SER E TER, QUERER E PODER: OS VERBOS FUNDAMENTAIS
DA AÇÃO HUMANA
José Aristides da Silva Gamito*
Em filosofia, muito se discute sobre os valores morais e os limites da liberdade humana. Todas as nossas atitudes cotidianas estão carregadas de juízos de valor. Nós selecionamos o que é bom, o que é mau. E, consequentemente, realizar boas escolhas e usar a liberdade com responsabilidade são condições importantes para que vivamos em sociedade, garantindo a paz e o bem-estar de todos.
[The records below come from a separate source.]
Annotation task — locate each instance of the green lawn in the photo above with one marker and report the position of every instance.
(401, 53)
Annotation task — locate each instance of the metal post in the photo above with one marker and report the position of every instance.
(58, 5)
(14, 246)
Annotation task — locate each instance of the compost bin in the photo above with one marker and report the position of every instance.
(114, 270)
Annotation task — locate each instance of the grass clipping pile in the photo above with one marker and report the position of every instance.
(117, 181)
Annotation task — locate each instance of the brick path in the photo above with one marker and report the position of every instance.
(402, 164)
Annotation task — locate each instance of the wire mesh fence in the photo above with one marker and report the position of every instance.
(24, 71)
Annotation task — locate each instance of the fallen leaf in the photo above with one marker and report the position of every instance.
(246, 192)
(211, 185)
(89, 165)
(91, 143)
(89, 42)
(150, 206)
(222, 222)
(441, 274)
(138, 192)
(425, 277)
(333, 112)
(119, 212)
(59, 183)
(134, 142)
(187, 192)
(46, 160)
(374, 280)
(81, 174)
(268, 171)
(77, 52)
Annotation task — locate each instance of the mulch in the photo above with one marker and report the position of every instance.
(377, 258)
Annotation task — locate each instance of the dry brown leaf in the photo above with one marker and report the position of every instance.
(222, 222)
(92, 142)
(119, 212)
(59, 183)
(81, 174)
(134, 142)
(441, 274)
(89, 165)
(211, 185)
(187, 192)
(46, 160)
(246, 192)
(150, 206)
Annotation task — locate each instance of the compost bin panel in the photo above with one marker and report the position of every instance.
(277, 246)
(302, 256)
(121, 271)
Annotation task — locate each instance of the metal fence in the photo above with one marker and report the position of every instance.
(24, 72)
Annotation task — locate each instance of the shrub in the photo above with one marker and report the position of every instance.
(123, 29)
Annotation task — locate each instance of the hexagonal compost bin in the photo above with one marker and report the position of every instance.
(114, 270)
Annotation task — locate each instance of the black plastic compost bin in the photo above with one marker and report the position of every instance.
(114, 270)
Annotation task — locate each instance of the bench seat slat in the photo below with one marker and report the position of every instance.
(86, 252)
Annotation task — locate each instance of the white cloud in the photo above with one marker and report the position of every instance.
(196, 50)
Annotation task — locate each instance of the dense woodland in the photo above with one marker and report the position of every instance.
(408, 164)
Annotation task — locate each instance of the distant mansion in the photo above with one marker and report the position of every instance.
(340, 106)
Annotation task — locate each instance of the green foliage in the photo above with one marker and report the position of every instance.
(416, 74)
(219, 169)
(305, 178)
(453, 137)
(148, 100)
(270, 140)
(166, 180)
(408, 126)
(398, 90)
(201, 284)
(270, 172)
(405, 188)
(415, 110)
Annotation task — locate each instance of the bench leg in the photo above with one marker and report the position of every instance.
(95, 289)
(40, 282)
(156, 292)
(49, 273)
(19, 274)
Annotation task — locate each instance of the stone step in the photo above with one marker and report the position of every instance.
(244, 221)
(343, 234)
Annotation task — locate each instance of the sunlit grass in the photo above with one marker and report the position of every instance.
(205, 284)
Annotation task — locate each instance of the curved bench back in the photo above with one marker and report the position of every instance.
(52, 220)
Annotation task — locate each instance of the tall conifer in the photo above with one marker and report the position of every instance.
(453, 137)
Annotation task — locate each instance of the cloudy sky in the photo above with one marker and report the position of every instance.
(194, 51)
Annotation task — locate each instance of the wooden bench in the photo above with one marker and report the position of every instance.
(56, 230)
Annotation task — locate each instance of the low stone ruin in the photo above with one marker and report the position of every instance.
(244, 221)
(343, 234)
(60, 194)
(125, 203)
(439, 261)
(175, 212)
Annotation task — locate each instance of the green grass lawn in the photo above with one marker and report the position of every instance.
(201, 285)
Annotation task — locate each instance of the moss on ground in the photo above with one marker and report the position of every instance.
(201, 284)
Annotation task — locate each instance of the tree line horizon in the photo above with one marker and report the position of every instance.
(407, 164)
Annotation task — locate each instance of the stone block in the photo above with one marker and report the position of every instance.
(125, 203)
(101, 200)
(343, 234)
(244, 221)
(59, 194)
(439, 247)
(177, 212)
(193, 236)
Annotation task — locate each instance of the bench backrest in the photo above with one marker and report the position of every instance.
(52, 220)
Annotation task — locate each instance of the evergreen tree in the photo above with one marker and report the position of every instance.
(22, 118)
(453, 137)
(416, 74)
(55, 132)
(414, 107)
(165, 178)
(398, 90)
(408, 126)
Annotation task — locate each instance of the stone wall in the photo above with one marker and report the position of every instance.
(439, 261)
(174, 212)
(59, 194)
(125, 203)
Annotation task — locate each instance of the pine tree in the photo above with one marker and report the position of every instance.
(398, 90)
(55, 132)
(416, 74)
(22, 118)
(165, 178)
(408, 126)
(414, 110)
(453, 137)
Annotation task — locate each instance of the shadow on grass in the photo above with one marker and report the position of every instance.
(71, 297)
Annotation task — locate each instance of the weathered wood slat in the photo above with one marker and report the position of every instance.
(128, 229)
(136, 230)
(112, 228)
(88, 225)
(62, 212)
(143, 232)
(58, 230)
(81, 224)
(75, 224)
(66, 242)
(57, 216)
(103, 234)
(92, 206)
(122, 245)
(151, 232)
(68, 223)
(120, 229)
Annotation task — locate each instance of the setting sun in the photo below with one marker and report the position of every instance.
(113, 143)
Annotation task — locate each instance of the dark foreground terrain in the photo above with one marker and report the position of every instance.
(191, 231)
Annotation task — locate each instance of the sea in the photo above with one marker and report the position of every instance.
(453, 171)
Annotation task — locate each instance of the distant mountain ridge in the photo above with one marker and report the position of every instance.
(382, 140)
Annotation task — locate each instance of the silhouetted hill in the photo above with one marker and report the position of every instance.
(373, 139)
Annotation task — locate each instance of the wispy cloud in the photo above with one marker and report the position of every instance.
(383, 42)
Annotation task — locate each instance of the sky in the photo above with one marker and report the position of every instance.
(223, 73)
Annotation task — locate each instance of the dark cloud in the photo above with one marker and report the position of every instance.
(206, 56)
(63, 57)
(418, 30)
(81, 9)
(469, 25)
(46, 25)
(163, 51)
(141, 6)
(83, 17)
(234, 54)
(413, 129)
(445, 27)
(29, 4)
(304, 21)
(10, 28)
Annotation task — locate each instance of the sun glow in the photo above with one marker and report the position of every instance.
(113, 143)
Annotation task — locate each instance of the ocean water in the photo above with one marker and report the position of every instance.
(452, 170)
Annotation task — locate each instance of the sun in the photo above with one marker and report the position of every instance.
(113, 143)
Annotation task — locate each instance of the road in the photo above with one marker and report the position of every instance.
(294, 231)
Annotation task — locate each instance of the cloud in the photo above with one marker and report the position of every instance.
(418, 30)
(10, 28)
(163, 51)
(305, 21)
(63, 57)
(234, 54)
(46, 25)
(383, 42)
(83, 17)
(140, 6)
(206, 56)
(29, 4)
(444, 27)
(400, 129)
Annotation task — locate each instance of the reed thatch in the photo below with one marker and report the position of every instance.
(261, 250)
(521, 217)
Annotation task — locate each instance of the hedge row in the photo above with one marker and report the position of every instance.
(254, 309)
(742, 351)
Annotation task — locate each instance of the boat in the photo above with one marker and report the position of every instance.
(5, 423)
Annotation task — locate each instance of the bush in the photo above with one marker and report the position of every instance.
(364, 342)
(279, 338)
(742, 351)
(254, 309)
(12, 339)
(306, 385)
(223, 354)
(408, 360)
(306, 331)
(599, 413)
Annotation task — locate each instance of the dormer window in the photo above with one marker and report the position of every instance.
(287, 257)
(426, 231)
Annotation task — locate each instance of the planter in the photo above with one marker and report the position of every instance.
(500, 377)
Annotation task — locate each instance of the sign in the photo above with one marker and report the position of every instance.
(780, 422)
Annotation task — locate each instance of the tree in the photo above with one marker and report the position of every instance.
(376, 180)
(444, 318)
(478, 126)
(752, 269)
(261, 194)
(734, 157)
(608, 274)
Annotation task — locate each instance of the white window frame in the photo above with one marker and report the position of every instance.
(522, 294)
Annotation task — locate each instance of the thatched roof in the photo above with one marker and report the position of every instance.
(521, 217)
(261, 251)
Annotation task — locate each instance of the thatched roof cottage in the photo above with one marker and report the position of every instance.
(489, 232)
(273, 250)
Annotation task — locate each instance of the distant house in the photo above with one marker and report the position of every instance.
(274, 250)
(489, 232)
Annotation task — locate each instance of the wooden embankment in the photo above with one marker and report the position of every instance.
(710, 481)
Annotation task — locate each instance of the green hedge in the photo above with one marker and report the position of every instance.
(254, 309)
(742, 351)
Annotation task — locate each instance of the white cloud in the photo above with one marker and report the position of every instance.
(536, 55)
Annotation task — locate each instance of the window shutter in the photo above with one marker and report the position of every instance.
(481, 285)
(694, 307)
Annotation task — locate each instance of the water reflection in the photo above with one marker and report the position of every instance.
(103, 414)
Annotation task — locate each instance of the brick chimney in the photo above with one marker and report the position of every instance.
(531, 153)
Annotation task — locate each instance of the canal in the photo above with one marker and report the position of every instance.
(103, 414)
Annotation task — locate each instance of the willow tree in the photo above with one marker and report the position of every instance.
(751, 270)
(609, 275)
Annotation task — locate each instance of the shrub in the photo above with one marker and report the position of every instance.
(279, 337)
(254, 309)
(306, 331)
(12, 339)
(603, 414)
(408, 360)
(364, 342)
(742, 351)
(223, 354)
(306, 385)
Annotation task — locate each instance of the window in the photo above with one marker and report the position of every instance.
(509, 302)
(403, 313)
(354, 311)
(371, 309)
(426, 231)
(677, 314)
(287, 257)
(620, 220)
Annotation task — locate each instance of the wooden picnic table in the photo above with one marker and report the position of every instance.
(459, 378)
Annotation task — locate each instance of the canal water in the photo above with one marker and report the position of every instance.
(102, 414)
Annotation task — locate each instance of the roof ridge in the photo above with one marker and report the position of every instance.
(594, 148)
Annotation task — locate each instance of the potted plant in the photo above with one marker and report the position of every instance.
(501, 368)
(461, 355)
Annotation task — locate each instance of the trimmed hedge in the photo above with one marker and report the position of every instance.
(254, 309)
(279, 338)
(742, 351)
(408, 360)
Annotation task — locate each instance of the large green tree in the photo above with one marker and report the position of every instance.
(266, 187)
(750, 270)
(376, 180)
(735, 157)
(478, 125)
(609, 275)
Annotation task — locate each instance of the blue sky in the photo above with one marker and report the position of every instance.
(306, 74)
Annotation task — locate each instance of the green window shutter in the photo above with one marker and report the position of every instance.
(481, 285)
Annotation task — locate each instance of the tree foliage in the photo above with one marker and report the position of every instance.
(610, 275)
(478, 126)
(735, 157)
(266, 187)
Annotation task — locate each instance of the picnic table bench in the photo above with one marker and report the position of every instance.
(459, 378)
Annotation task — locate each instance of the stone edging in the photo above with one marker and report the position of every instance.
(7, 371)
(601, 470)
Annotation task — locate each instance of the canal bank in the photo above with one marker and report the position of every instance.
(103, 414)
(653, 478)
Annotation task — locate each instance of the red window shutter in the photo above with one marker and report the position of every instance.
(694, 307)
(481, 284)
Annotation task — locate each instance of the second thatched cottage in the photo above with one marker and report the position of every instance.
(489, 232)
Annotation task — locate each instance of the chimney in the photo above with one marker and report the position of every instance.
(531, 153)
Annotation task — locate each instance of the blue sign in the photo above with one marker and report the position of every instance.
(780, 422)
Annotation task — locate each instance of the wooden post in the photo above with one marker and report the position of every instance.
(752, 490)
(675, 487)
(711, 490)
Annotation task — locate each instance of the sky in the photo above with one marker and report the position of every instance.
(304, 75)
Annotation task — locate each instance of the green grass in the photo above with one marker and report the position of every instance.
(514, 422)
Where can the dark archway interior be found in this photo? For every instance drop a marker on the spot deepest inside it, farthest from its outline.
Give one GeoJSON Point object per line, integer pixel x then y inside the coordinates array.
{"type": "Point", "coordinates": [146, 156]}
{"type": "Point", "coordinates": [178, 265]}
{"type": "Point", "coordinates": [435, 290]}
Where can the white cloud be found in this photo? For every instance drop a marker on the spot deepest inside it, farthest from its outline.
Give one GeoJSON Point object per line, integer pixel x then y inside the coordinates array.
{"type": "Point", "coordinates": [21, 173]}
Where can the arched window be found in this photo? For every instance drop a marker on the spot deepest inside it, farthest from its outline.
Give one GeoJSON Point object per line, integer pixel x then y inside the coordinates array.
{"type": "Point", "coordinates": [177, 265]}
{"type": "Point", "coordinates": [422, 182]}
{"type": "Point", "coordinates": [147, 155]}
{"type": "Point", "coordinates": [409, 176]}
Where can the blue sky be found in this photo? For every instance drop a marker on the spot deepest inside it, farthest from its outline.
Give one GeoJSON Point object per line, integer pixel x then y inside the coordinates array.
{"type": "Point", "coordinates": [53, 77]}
Existem quatro verbos fundamentais que nos ajudam a avaliar a ação moral: Ser e ter, querer e poder. O ser refere-se à nossa identidade, como nós nos definimos e nos situamos no mundo, principalmente, em relação aos outros. O senso moral requer que a gente saiba se situar no mundo, se impor. A ética de Aristóteles afirma que precisamos estar atentos aos excessos. O ideal é ser na medida certa. Há pessoas que se perdem no “parecer ser”. Elas ostentam uma imagem, apegam-se a uma máscara e querem ser o que não são. Existem também aquelas que são menos, ou seja, se reprimem e se consideram inferiores às outras pessoas.
O ser tem uma relação muito direta com o ter. A sociedade consumista valoriza demais o ter. Porque este ajuda a manter as aparências. Nós precisamos ter bens para a sobrevivência e para garantir a qualidade de vida, mas quando temos em quantidade demasiada, acumulamos, desprezamos o ser dos outros. Muitas pessoas têm de sobra enquanto outras são privadas de bens indispensáveis à vida. Assim como o ser, o ter precisa ser dosado. Ter acima do ser desumaniza as relações.
O outro par importante é querer e poder. Consideramos poder no sentido de ser permitido, ter capacidade para realizar uma ação. A avaliação ética depende de uma pergunta fundamental: “O que eu quero, eu posso?” Há pessoas que perdem a noção de limite e pensam que podem realizar tudo que querem. E neste sentido, querer não é poder. Todos nós temos direito de defender qualquer ideia, crença, mas antes de pô-las em prática temos de avaliar os valores éticos da sociedade na qual estamos inseridos, principalmente, as consequências de nossas ações na vida dos outros. Jamais podemos nos esquecer disso: Eu decido por mim, mas nunca pelos outros. A decisão é uma atitude singular.
Na difícil tarefa da busca pela felicidade é importante avaliarmos nossas ações, nos questionando: “Quem sou”, “o que tenho”, “o que quero” e “o que posso”. A pessoa nunca deve se esquecer, em suas atitudes quotidianas, de que é um ser humano, de que deve ter o necessário para viver dignamente e não se perder no excesso que priva o direito do outro; não se esquecer de considerar que a vontade nem sempre coincide com aquilo que pode ser feito.
Em síntese, a liberdade não é ilimitada. Hoje, vemos nos noticiários muitos jovens que se perdem no crime. E muitos deles são jovens de classe média. Parece que a atual geração de pais não aprendeu a dizer “não” aos seus filhos, a ensinar-lhes que nem tudo que querem, podem.
Portanto, a ação moral depende da harmonia entre aquilo que somos, que temos, que queremos e que podemos. A felicidade, a vida em sociedade, todas dependem de um bom juízo moral. Evitando os excessos, como já ensinava Aristóteles. E nunca perder de vista a pessoa do outro porque é na alteridade que eu me humanizo, que eu me descubro gente: “Homem algum é uma ilha”.
*Bacharel em Filosofia e especialista em Docência do Ensino Básico e Superior.